Apache Hudi is an open-source data management framework used to simplify incremental data processing and data pipeline development. This framework more efficiently manages business requirements like data lifecycle and improves data quality. Hudi enables you to manage data at the record-level in Amazon S3 data lakes to simplify Change Data Capture (CDC) and streaming data ingestion and helps to handle data privacy use cases requiring record level updates and deletes. Data sets managed by Hudi are stored in S3 using open storage formats, while integrations with Presto, Apache Hive, Apache Spark, and Amazon Glue Data Catalog give you near real-time access to updated data using familiar tools.
Hudi is supported in Amazon EMR and is automatically installed when you choose Spark, Hive, or Presto when deploying your EMR cluster. Using Hudi, you can handle either read-heavy or write-heavy use cases, and Hudi will manage the underlying data stored on S3 using Apache Parquet and Apache Avro. Data sets managed by Hudi are accessible not only from Spark (and PySpark) but also other engines such as Hive and Presto. Native integration with Amazon Database Migration Service also provides another source for data as it changes.
Record-level insert, update, and delete for privacy regulations and simplified pipelines
Due to recent privacy regulations, companies across many industries need to perform record-level updates and deletions for people's
"right to be forgotten" or changes to consent as to how their data can be used. Previously, you had to create custom data management and ingestion solutions to track individual changes and rewrite large data sets for just a few changes. With Apache Hudi on EMR, you can use familiar insert, update, upsert, and delete operations and Hudi will track transactions and make granular changes on S3 which simplifies your data pipelines.
Simplified file management and near real-time data access
Streaming IoT and ingestion pipelines need to handle data insertion and update events without creating many small files that can cause performance issues for analytics.

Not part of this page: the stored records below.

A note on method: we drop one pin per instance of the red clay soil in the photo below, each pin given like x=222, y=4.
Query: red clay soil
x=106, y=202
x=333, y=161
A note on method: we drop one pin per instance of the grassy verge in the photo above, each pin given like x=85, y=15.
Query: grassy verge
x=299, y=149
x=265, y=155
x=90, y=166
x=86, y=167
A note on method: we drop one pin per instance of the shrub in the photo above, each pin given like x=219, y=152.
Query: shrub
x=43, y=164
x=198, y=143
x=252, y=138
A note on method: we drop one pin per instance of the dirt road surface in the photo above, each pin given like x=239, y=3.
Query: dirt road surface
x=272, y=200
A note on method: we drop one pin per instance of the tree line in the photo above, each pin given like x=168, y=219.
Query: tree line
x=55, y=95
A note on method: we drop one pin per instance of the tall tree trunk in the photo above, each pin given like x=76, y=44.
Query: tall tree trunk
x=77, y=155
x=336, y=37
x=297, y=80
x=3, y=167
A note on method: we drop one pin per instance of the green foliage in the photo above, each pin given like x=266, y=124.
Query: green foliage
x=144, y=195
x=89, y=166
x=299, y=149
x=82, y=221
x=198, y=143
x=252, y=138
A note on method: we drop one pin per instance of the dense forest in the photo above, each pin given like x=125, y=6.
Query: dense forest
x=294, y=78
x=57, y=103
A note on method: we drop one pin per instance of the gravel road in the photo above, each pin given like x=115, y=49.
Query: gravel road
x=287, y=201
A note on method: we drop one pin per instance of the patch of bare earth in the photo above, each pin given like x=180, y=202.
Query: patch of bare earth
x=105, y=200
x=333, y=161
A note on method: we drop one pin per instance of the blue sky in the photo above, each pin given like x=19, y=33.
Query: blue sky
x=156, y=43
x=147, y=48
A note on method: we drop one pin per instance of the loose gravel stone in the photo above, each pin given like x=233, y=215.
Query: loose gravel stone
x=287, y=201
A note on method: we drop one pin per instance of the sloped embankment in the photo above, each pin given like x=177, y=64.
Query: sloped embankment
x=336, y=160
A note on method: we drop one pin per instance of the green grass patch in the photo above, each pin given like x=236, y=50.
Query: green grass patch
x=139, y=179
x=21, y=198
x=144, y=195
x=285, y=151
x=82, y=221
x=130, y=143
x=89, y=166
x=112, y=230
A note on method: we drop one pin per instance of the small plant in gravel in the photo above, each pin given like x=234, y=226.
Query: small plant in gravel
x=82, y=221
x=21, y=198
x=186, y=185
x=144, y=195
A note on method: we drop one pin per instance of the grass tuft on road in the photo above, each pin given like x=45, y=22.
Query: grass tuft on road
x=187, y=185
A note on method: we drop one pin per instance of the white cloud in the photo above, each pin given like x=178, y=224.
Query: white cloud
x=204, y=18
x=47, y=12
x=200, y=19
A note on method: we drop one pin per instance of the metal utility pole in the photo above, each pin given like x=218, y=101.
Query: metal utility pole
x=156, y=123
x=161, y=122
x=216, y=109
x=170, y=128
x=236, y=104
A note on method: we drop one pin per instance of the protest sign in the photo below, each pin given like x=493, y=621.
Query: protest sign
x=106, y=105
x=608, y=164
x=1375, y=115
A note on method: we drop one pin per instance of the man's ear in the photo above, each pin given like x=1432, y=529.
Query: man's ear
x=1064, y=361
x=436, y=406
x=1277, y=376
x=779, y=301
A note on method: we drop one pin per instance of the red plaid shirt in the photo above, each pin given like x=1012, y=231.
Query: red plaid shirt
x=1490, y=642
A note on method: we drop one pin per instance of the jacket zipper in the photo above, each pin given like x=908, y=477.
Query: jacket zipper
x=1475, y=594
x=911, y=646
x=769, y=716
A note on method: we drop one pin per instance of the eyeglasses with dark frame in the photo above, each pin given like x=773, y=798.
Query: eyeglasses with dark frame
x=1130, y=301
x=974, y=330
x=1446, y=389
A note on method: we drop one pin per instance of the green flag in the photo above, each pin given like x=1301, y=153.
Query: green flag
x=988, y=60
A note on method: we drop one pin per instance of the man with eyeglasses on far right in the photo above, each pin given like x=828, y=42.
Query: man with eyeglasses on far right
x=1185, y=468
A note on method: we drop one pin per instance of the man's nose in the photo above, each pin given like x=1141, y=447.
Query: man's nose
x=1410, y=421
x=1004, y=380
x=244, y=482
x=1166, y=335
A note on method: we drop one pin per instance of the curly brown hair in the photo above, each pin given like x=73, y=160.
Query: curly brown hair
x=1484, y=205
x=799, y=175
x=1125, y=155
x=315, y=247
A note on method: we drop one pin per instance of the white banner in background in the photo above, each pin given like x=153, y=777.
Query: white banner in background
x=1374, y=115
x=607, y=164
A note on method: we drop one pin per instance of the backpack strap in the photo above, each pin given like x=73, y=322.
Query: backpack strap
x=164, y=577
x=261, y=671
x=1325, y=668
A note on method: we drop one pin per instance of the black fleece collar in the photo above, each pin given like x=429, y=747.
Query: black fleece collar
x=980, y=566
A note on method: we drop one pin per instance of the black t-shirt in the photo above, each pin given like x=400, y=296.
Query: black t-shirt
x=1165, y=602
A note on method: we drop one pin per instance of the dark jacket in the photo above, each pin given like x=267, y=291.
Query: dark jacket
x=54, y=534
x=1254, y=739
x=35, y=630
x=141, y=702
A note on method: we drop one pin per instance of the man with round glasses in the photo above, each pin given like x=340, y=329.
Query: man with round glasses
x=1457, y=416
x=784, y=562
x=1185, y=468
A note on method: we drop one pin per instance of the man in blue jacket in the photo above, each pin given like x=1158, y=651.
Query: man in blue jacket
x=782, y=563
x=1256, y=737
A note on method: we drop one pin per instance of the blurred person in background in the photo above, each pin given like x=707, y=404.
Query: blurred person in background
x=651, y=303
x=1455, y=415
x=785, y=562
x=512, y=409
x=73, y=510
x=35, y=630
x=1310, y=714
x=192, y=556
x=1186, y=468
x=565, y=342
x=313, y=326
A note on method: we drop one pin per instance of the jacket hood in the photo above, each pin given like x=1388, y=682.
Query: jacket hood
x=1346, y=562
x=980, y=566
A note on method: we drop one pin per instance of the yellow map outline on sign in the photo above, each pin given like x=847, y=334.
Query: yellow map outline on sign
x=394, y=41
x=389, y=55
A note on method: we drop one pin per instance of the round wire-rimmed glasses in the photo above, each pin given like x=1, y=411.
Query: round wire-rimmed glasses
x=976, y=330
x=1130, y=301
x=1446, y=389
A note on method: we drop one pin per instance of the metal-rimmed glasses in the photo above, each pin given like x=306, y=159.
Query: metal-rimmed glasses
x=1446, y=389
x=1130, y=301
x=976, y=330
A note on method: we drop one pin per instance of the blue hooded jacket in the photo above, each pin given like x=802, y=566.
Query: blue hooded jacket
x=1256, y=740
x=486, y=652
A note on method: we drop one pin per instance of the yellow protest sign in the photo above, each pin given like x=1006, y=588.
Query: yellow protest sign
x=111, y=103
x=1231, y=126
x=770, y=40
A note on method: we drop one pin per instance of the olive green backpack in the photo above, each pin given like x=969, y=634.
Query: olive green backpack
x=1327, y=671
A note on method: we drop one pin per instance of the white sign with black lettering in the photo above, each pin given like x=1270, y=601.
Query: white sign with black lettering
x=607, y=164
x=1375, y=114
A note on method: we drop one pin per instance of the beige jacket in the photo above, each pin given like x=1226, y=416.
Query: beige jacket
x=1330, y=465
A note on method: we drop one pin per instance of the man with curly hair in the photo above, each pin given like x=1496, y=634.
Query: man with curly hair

Data engineers need tools that enable them to use upserts to efficiently handle streaming data ingestion, automate and optimize storage, and enable analysts to query new data immediately. Previously, you had to build custom solutions that monitor and re-write many small files into fewer large files, and manage orchestration and monitoring. Apache Hudi will automatically track changes and merge files so they remain optimally sized.
A common use case is making data from Enterprise Data Warehouses (EDW) and Operational Data Stores (ODS) available for SQL query engines like Apache Hive and Presto for processing and analytics. With Hudi, individual changes are can be processed much more granularly, reducing overhead. You can query S3 data sets directly to view and provide your users with a near real-time view of your data.
Simplified CDC data pipeline development
A common challenge when creating data pipelines is dealing with CDC. Late arriving or incorrect data requires the data to be rewritten for updated records. Finding the right files to update, applying the changes, and then viewing the data is challenging and requires customers to create their own frameworks or conventions. With Hudi, late arriving data can be “upserted” into an existing data set. When changes are made, Hudi will find the appropriate files in S3 and rewrite them to incorporate the changes. Hudi also allows you to view your data set at specific points in time. Each change to a data set is tracked and can be easily rolled back, should you need to “undo” them. Integration with Amazon Database Migration Service (DMS) can also simplify loading data.